If you are familiar with RAID 6, you are familiar with dual parity volumes. Although dual parity does not have a penalty for read operations, it does have a performance penalty for write operations because of the overhead associated with calculating and writing dual parity values. With standard dual parity volumes, the usable capacity of dual parity volumes is calculated as the sum of the number of volumes minus two times the size of the smallest volume in the array or (N -2) X MinimumVolumeSize. For example, with 7 volumes and the smallest volume size of 1 TB, the usable capacity typically is 5 TB [calculated as (7–2) * 1 TB = 5 TB].

Although logically it would seem that you need at least six drives to have three mirrored copies of data, mathematically you need only five. Why? If you want three copies of your data, you need at least 15 logical units of storage to create those three copies. Divide 15 by 3 to come up with the number of disks required, and the answer is that you need 5 disks. Thus, Storage Spaces uses 1/3 of each disk to store original data and 2/3 of each disk to store copies of data. Following this, a three-way mirror with five volumes has a 2/3 (66.66 percent) overhead for redundancy. Or put another way, you could allocate five 3-TB drives as a three-way mirror, giving you 5 TB of mirrored storage (and 10 TB of overhead).

With single parity volumes, data is written out horizontally with parity calculated for each row of data. Dual parity differs from single parity in that row data is not only stored horizontally, it is also stored diagonally. If a single disk fails or a read error from a bad bit or block error occurs, the data is re-created by using only the horizontal row parity data (just as in single parity volumes). In the case of a multiple drive issue, the horizontal and diagonal row data are used for recovery.

To understand how dual parity typically works, consider the following simplified example. Each horizontal row of data has a parity value, the sum of which is stored on the parity disk for that row (and calculated by using an exclusive OR). Each horizontal parity stripe misses one and only one disk. If the parity value is 2, 3, 1, and 4 on disks 0, 1, 2, and 3 respectively, the parity sum stored on the disk 4 (the parity disk for this row) is 10 (2 + 3 + 1 + 4 = 10).
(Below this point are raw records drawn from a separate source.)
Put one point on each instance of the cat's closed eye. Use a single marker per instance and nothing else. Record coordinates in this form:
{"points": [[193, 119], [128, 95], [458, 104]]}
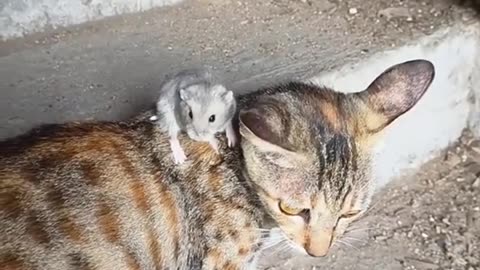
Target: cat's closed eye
{"points": [[294, 211]]}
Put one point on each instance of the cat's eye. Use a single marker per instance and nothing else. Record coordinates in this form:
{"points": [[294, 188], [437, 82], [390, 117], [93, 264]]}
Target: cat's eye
{"points": [[351, 214], [293, 211], [212, 118]]}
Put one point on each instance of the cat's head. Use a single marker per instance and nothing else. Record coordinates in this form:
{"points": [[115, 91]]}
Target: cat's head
{"points": [[308, 150]]}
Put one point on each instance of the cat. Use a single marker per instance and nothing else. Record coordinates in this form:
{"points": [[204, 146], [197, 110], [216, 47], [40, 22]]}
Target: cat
{"points": [[107, 195]]}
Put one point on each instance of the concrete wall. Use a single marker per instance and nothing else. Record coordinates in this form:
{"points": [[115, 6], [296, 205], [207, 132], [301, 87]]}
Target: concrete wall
{"points": [[19, 17]]}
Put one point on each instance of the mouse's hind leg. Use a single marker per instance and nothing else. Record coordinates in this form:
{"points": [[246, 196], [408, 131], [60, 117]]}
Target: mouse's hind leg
{"points": [[231, 135], [177, 150]]}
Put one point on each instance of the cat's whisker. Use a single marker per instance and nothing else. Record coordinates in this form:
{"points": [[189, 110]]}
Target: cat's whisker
{"points": [[358, 230], [271, 244], [372, 207]]}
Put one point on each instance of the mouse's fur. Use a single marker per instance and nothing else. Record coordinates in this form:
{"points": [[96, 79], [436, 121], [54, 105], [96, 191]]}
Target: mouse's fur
{"points": [[188, 102]]}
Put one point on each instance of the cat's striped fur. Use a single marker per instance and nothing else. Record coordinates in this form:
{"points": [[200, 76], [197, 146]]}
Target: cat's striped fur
{"points": [[108, 196]]}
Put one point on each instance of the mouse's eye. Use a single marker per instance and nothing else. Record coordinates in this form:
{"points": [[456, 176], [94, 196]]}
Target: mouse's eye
{"points": [[212, 118]]}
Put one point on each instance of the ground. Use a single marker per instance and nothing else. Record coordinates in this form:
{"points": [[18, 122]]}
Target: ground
{"points": [[111, 69], [427, 221]]}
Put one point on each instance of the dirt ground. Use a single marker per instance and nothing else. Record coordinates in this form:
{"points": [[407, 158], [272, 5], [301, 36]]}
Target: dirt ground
{"points": [[427, 221], [111, 69]]}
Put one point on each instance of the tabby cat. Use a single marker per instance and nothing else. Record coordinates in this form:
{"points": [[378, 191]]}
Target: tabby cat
{"points": [[107, 195]]}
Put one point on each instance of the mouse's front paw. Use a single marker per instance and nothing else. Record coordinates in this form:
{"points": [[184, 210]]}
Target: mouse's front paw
{"points": [[231, 137], [179, 157], [177, 152]]}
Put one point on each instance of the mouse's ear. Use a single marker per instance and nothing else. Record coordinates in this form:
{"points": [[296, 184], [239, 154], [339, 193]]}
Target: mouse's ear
{"points": [[228, 96], [184, 95]]}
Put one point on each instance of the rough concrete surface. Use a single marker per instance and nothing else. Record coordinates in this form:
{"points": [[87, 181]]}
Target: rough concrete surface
{"points": [[112, 69], [21, 17]]}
If disk 0 were to have a problem, the parity value for the row on this disk could be restored by subtracting the remaining horizontal values from the horizontal parity sum (10 — 3–1 — 4 = 2).

The second set of parity data is written diagonally (meaning in different data rows on different disks). Each diagonal row of data has a diagonal parity value, the sum of which is stored on the diagonal parity disk for that row (and calculated by using an exclusive OR). Each diagonal parity stripe misses two disks: one disk in which the diagonal parity sum is stored and one disk that is omitted from the diagonal parity striping. Additionally, the diagonal parity sum includes a data row from the horizontal row parity as part of its diagonal parity sum.

If the diagonal parity value is 1, 4, 3, and 7 on disks 1, 2, 3, and 4 respectively (with four associated horizontal rows), the diagonal parity sum stored on disk 5 (the diagonal parity disk for this row) is 15 (4 + 1 + 3 + 7 = 15) and the omitted disk is disk 0. If disk 2 and disk 4 were to have a problem, the diagonal parity value for the row can be used to restore both of the lost values. The missing diagonal value is restored first by subtracting the remaining diagonal values from the diagonal parity sum. The missing horizontal value is restored next by subtracting the remaining horizontal values for the subject row from the horizontal parity sum for that row.

NOTE Keep in mind that dual parity, as implemented in Storage Spaces, uses seven disks, and the previous example was simplified. Although parity striping with seven disks works differently than as discussed in this example, the basic approach uses horizontal and vertical stripes.